Effects of precursor solution composition on the performance and I-V hysteresis of perovskite solar cells based on CH3NH3PbI3-xClx

Z L Zhang; B Q Men; Y F Liu; H P Gao; Y L Mao

doi:10.1186/s11671-017-1872-8

Effects of precursor solution composition on the performance and I-V hysteresis of perovskite solar cells based on CH₃NH₃PbI_3-xCl_x

Nanoscale Res Lett. 2017 Dec;12(1):84. doi: 10.1186/s11671-017-1872-8. Epub 2017 Feb 3.

Authors

Z L Zhang¹, B Q Men², Y F Liu¹, H P Gao¹, Y L Mao^{3

4}

Affiliations

¹ School of Physics and Electronics, Henan University, Kaifeng, 475004, China.
² Henan Vocational College of Agriculture, Zhongmu, 451450, China.
³ School of Physics and Electronics, Henan University, Kaifeng, 475004, China. ylmao1@163.com.
⁴ Institute for Computational Materials Science, Henan University, Kaifeng, 475004, China. ylmao1@163.com.

Abstract

Precursor solution of CH₃NH₃PbI_3-xCl_x for perovskite solar cells was conventionally prepared by mixing PbCl₂ and CH₃NH₃I with a mole ratio of 1:3 (PbCl₂:CH₃NH₃I).

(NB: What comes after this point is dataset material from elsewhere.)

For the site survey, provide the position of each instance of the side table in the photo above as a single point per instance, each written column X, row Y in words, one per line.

While in the present study, CH₃NH₃PbI_3-xCl_x-based solar cells were fabricated using the precursor solutions containing PbCl₂ and CH₃NH₃I with the mole ratios of 1:3, 1.05:3, 1.1:3, and 1.15:3, respectively. The results display that the solar cells with the mole ratio of 1.1:3 present higher power conversion efficiency and less I-V hysteresis than those with the mole ratio of 1:3. Based on some investigations, it is concluded that the higher efficiency could be due to the smooth and pinhole free film formation, high optical absorption, suitable energy band gap, and the large electron transfer efficiency, and the less I-V hysteresis may be attributed to the small low frequency capacitance of the device.

Keywords: CH3NH3PbI3-xClx; I-V hysteresis; Precursor solution composition.